In another episode, "Jot" is in a library and is impressed by a sentence which reads: “Trust in the Lord and do good." Impressed, he finds the courage to tell a bigger boy to stop marring a library book, but "Jot" suddenly finds himself accused of damaging the book and is barred from the library. He goes home, disgusted with himself for putting trust the scriptural advice. But his mother greets him and tells "Jot" the librarian has just called to say she has learned who the real culprit was and to apologize to "Jot."
"Do good,” he repeats courageously now, “and trust in the Lord!"
In an episode titled "The Birthday Party, "Jot" haughtily displays a new roller-toy before another boy in the neighborhood.
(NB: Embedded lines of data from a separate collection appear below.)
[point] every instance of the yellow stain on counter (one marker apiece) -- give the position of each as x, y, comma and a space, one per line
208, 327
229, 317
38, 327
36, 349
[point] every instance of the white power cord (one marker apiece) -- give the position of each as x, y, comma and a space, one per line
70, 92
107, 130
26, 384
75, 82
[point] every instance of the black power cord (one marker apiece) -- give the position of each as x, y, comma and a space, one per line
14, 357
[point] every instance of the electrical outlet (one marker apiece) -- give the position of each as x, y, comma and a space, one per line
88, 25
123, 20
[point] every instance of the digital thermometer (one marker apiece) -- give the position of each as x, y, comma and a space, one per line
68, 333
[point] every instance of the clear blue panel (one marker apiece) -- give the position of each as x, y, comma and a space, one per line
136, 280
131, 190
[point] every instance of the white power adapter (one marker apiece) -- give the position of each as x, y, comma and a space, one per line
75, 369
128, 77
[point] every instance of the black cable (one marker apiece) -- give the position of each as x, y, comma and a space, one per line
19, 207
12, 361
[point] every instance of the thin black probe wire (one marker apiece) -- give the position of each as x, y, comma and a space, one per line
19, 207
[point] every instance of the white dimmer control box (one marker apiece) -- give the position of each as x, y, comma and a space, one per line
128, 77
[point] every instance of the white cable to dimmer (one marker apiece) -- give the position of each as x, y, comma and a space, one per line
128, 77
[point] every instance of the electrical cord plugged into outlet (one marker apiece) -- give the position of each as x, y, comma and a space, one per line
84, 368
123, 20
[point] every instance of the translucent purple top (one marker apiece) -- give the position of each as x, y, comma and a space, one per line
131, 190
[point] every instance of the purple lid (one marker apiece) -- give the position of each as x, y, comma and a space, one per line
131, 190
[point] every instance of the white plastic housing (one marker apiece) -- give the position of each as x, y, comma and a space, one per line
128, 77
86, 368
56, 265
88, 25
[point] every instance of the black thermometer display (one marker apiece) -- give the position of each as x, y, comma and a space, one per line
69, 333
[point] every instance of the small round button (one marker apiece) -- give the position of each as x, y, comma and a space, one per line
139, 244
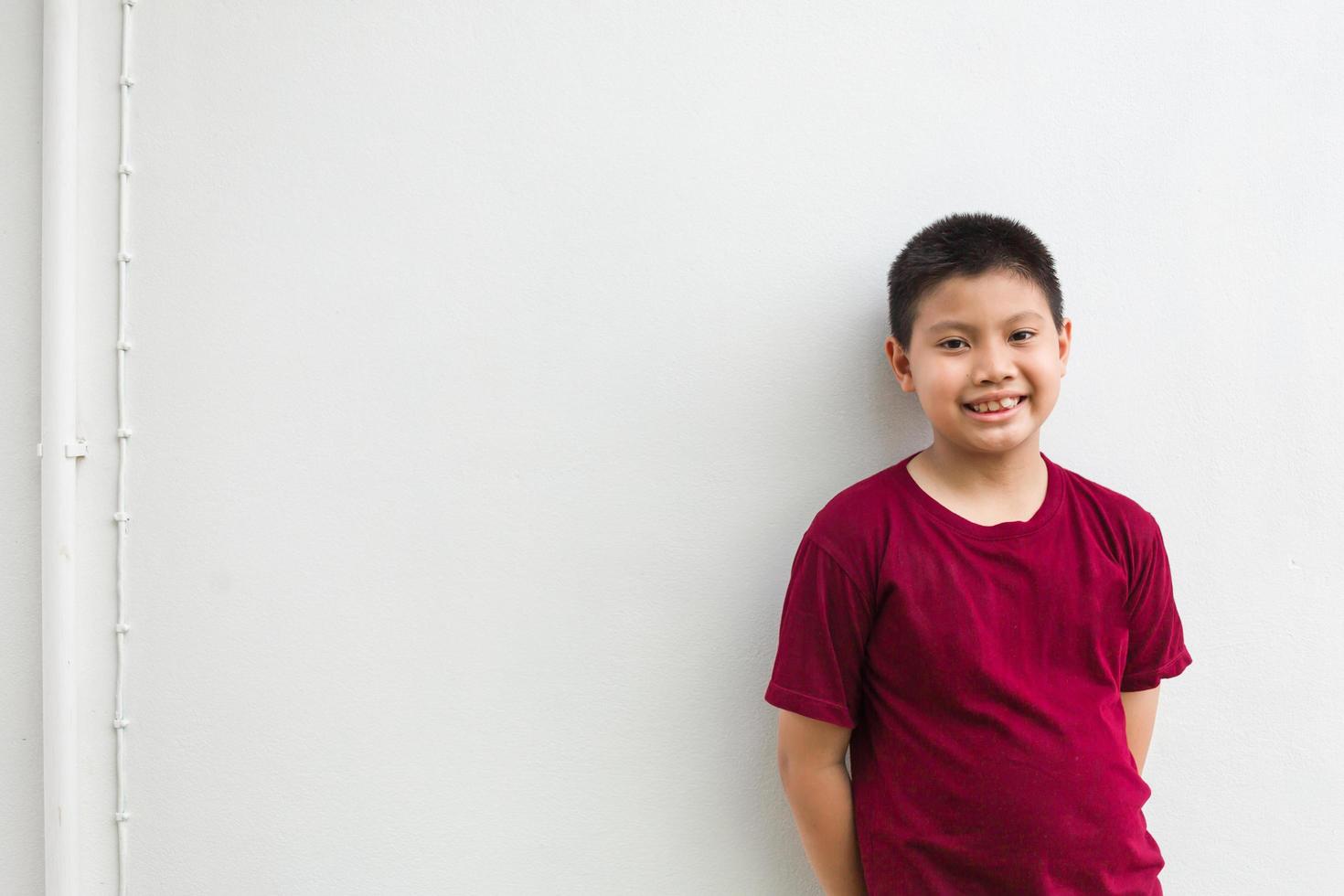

As "Jot" struts with pride and confidence, his head grows larger, until he realizes the other boy is wearing ragged clothes and has no toys of his own. "Jot" is suddenly ashamed of himself, and his head deflates—until he gives the boy a toy to keep.

In late 1972, the Baptist publication Word and Way announced JOT would be getting a companion series, starring a girl character named SASH. This cartoon “was developed to reach the audience that had outgrown ‘JOT’,” Stevens said, and was aimed at young people up to 14. A pilot of some kind was sent to the stations airing JOT. Keitz and Herndon were out of the picture by then, the owners having sold their 19-year-old studio to a corporatio in 1969.

As for the aforementioned letters, one second-grader in Phoenix wrote: “JOT I like you very much. What are you JOT. Are you an egg? Are you a baseball? Are you a boy?” The Opelousas, Louisiana paper reported other letters were more poignant. One went: “JOT I don’t have any friends. I haven’t had any friends for 3 years. I hope you will be my friend JOT.”

While comparisons of JOT to Jay Ward cartoons or Stan Freberg may seem odd, it would appear JOT connected with his young viewers. And that was the intention all along.